How much protection should be given to the packs that stray outside park boundaries near the Parks Highway has been argued at the Alaska Board of Game for decades. Much of the issue focuses on a rectangular extension of state land nicknamed the "wolf townships" for its use by the animals in winter.

After the male wolf immigrated into Denali and bonded with a female Toklat wolf, he basically took over the group.

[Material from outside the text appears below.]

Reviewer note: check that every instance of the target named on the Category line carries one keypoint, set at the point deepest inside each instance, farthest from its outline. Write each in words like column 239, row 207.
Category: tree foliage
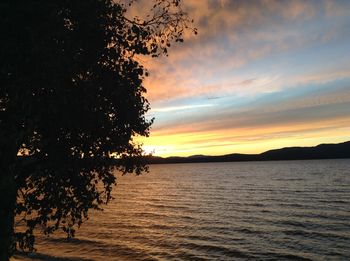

Over the next three seasons, the pair produced two litters and became one of the most visible wolf families in history, seen by thousands along the park road during summer, according to wolf advocates and biologists.

Then, on Feb. 11, a Denali-area trapper killed the Toklat alpha female just across park boundaries in the wolf townships. Another adult female from the group was also trapped, and then a young wolf was seen dragging a trap on its foot inside the park.

Through March, the male kept returning to the trapping area, then began wandering to the southeast, first one way and then another. He mated with a so-far-unidentified female, but then they separated too.

Last week, the animal veered into the park, Haber said. Last weekend, he moved south toward Cantwell, where he was killed.

"Everything about his behavior just went wacko," Haber said Tuesday. "I've never quite seen anything so erratic in my 40 years of studying wolves.

"They form extremely close bonds, certainly comparable to human bonds, maybe even more so. It's not all too difficult to imagine a mate getting his head pretty messed up after losing a companion," said Haber, whose work is funded by the animal rights group Friends of Animals.